Piano Sonata in C minor, K457
Sechs kleine Klavierstücke, Op.19
Piano Sonata in F, K533/494
Jonathan Biss (piano)
Reviewed by: Peter Reed
Reviewed: 9 December, 2015
Venue: Wigmore Hall, London
Every time I hear Jonathan Biss, even when he’s at his most driven and in spite of some generous pedalling, I am convinced by his authority and infectious involvement with the music. The 35-year-old American pianist/teacher/writer with an enthusiastic following this side of the Atlantic is about halfway through recording the complete Beethoven Sonatas but took time off from this project to revisit the Mozart in his repertoire.
The C-minor Sonata, though, with its Beethovenian range, is well-suited to Biss’s temperament, and he doused it with Sturm und Drang urgency, emphasising its clashing contrasts while feeding the bigger picture through his fine quality control over tone and the minutiae of Mozartean articulation. Sometimes the pressure of his playing was at the expense of minor-key Mozart at its most harmonically intense, but the sheer verve and craft of his Classical style were compelling. His Allegro assai for the Finale neatly fitted the music’s laconic character, and his subtle teasing of phrasing and rubato ensured the music never sagged.
But it was Biss’s playing of the slow movements of this Sonata and the one in F-major that his ability to tread a fine line between fantasy and vision came into its own, expressed through meditative self-containment and refined balance between the hands, with the latter’s weightless freedom a particularly challenging act of serenity, even on a modern piano. I still think that Biss is more attuned to Beethoven’s spirit and its brand of anarchy and humour, but his ease with Mozart was bracing.
He has often included Schoenberg’s Six Little Pieces in recitals, and in this instance each one elegantly pointed out their closeness to Mozart despite the 120-year age gap. They flowed from his hands, abstract and dense with expression, and the delicacy of Biss’s touch showed off the piano at its most spectrally beautiful, with poignant results in the last Piece, Schoenberg’s tribute to Mahler.

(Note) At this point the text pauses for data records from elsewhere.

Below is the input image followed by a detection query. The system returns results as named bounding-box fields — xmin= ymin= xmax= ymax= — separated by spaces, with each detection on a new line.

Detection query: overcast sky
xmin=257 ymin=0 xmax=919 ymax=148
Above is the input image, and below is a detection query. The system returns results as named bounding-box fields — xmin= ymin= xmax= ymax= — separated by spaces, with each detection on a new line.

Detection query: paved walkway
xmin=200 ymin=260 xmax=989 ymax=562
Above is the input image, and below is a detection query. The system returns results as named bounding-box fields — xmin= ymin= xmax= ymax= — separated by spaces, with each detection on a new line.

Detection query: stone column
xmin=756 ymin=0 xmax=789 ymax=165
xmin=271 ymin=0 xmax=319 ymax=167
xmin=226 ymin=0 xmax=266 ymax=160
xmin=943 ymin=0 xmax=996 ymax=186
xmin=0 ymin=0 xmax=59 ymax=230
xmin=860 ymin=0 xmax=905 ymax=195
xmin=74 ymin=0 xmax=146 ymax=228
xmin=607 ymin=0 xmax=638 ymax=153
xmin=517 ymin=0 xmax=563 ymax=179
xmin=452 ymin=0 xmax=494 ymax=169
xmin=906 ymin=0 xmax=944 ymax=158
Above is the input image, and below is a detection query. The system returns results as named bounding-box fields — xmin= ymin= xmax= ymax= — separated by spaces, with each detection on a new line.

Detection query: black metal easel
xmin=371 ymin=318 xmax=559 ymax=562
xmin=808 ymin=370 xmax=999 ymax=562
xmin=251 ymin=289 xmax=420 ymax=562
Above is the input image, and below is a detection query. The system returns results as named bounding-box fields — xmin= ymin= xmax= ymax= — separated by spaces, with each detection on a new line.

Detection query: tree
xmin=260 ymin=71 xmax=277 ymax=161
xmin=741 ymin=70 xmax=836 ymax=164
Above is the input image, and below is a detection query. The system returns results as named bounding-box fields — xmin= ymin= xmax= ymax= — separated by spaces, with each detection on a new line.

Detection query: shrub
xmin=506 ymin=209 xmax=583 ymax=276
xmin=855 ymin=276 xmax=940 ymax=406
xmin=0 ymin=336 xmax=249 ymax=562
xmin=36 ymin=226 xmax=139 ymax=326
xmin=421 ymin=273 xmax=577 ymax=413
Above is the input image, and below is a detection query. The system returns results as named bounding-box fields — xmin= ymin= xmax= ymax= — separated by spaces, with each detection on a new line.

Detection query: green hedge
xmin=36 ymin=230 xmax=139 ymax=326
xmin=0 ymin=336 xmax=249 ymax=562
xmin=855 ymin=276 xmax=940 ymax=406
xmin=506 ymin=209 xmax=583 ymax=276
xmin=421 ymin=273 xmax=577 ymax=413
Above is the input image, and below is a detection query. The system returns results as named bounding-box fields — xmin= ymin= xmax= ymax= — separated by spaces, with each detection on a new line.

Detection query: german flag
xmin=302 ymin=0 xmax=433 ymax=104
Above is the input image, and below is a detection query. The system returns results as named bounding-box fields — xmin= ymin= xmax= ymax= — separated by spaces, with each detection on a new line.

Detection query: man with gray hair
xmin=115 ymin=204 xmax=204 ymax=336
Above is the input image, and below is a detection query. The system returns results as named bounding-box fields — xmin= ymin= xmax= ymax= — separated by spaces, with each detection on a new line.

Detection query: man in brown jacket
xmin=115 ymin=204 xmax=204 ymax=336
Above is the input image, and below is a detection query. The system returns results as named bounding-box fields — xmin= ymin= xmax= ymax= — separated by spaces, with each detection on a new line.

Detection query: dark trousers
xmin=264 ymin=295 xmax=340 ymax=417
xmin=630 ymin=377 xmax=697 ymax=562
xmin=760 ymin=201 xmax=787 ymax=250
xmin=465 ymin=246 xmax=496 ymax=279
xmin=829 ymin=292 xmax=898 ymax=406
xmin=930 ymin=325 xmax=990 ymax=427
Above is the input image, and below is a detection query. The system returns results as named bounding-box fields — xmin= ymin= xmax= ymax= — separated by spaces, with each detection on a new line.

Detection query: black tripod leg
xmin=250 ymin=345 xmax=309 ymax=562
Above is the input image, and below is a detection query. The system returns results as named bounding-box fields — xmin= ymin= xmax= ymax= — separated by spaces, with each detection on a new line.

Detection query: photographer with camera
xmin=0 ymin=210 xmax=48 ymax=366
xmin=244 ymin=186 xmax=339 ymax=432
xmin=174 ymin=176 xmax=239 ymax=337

Schumann is central to Biss, and the latter’s identification with Kreisleriana proves what a complete musician he is. His closeness to the eight movements’ bizarre range of moods isn’t such that the differences end up dysfunctional or hysterical, and he has a way into Schumann’s febrile states of mind as refracted through E. T. A. Hoffmann’s strange anti-hero. Impulsive, with extremes of energy and lassitude, easily diverted in another direction and, above all, affectionate and vulnerable, this was an emotionally truthful and technically dazzling performance. The element of puzzlement in the opening pieces – the airless obsessiveness of the Second, the distracted bass line in the Fourth, the insanely fast Seventh – were all the work of a musical imagination working at full tilt. No wonder it was the composer’s favourite creation. Biss’s encore, Schumann’s ‘Abschied’ (from Waldszenen, Opus 82), neatly rounded off this great recital.